Recogido el 11 de febrero de 1943, fue deportado a los 67 años con otros 700 ancianos el 2 de marzo. Ni siquiera sé si llegó a Auschwitz. Usted entiende por qué no puedo permanecer insensible al Holocausto. Sobre mis hombros pesa el peso de una tragedia familiar, y sobre todo el peso de la tragedia judía.

Llevo en mí otro pasado. Mi hermano mayor, Lazare Kaspi, posa para la foto armado con un rifle que data de otra guerra. Comandaba un maquis de la Drôme. Había interrumpido sus estudios de derecho para formar parte de esa Resistencia que tan valientemente contribuyó a la liberación de nuestro país.

Nacido de padre de origen rumano y madre de origen polaco, murió por Francia el 4 de junio de 1944, dos días antes del desembarco de Normandía. Tenía 22 años.
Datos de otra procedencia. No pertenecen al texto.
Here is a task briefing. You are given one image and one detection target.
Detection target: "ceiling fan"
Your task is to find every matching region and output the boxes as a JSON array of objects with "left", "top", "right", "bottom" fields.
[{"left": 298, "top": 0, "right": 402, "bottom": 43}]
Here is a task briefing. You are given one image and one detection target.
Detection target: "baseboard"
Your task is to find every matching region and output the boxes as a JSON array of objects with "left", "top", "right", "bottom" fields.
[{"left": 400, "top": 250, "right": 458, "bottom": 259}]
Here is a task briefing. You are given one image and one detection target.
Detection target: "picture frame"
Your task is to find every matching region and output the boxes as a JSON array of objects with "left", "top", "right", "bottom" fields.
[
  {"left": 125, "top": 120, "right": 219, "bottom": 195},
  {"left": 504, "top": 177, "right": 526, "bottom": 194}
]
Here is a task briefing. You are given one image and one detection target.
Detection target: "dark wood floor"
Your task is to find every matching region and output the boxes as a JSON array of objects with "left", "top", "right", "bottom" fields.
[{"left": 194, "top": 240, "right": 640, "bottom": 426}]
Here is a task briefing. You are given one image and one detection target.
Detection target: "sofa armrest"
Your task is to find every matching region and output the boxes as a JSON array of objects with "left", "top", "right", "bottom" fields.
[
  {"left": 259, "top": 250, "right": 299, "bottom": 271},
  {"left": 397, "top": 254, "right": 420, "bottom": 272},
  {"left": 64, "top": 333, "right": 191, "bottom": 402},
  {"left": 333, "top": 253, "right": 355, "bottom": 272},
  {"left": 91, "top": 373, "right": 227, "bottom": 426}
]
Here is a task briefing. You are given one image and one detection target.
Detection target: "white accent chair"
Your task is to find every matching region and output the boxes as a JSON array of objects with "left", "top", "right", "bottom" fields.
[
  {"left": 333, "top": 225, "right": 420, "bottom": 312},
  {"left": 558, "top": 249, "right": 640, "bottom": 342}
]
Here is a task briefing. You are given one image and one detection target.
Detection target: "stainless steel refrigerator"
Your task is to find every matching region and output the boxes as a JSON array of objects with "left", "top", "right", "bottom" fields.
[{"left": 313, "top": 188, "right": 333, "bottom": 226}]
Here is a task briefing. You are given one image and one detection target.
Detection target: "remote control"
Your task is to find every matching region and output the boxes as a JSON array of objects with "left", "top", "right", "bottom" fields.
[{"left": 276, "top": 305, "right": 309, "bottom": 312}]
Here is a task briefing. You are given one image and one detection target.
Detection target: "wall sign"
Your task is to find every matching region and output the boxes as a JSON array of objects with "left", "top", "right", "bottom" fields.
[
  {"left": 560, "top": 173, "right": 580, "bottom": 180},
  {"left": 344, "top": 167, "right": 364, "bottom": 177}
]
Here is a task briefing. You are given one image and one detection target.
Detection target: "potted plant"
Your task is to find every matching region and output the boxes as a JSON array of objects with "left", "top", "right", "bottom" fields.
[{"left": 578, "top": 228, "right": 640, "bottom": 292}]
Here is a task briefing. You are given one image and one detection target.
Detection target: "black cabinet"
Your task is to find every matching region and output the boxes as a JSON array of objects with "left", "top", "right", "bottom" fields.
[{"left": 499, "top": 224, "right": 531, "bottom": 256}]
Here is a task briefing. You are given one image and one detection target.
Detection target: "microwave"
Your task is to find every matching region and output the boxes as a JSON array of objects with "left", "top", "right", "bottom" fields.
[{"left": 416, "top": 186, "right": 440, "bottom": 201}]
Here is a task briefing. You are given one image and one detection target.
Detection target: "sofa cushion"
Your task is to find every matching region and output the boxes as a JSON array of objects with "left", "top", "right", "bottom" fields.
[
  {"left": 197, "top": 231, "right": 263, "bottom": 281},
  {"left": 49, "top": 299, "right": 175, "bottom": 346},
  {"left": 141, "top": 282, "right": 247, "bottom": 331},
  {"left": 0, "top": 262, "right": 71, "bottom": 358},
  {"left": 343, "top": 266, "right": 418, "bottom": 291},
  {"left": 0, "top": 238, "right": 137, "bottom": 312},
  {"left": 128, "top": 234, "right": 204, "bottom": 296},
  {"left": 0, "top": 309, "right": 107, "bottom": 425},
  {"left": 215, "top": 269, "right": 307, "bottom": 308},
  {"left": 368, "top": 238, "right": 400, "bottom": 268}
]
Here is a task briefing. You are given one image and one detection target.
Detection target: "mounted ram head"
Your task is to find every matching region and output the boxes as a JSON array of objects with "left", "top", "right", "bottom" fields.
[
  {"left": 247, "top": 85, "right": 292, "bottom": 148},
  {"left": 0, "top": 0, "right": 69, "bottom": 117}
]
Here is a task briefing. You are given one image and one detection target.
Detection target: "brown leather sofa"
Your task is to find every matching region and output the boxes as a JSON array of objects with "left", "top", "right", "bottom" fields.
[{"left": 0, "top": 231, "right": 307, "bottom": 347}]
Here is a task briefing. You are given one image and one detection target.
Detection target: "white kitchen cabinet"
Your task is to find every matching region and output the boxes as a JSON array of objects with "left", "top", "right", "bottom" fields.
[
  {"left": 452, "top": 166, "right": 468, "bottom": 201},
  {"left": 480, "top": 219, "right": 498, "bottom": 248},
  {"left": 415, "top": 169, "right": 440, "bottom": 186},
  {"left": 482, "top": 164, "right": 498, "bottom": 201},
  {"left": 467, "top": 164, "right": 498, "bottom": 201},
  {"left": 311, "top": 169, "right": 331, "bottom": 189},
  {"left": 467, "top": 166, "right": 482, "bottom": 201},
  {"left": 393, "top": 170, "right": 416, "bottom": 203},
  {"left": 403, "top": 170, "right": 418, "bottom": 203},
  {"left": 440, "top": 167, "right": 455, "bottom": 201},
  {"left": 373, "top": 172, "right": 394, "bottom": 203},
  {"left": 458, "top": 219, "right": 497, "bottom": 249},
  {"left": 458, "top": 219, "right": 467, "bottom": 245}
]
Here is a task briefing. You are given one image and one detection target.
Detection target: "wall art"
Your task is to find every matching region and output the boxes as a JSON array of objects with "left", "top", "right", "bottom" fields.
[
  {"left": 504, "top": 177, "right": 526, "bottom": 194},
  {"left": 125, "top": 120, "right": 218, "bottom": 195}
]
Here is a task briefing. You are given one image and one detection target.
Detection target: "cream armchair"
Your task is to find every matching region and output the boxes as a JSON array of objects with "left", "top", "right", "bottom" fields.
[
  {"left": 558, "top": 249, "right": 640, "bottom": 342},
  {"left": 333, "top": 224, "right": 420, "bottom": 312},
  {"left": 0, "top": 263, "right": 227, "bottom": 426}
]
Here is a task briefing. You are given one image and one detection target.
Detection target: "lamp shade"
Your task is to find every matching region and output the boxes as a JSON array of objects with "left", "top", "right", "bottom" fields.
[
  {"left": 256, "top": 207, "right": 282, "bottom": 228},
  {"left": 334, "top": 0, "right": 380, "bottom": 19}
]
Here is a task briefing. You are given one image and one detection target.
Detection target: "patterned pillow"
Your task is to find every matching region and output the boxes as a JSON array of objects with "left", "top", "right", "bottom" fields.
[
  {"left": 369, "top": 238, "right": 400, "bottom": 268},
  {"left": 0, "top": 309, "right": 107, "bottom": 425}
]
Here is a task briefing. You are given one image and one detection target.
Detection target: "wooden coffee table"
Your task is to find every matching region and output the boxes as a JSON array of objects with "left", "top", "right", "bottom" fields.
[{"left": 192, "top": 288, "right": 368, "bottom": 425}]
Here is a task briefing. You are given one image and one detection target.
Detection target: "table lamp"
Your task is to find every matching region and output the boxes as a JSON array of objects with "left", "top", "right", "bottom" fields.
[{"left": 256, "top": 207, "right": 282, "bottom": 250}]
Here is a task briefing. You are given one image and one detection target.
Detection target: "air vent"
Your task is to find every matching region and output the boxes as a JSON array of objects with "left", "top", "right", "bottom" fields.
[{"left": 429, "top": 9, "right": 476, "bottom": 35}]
Estas vidas rotas me persiguen. Me han hecho un historiador judío - he dicho bien: un historiador judío y no un historiador judío. Es a través de la historia, la historia de la Segunda Guerra Mundial, la historia de las deportaciones, la historia de mi familia que me convertí realmente en judío.

En El testamento de un poeta judío asesinado, Elie Wiesel imagina a un personaje que se esfuerza por definir su judaísmo. ¿Una cultura? No la conoces. ¿Una civilización? ¿No la vives. ¿Una filosofía? ¿No la practicas. Una patria? No vives en Israel. [... ] Ser judío es una toma de conciencia». Añadiré que para mí es una toma de conciencia histórica.

No fue casualidad lo que me guió, aún joven y tímido investigador, hacia el Centro de documentación judía contemporánea, fundado en 1943 por Isaac Schneersohn.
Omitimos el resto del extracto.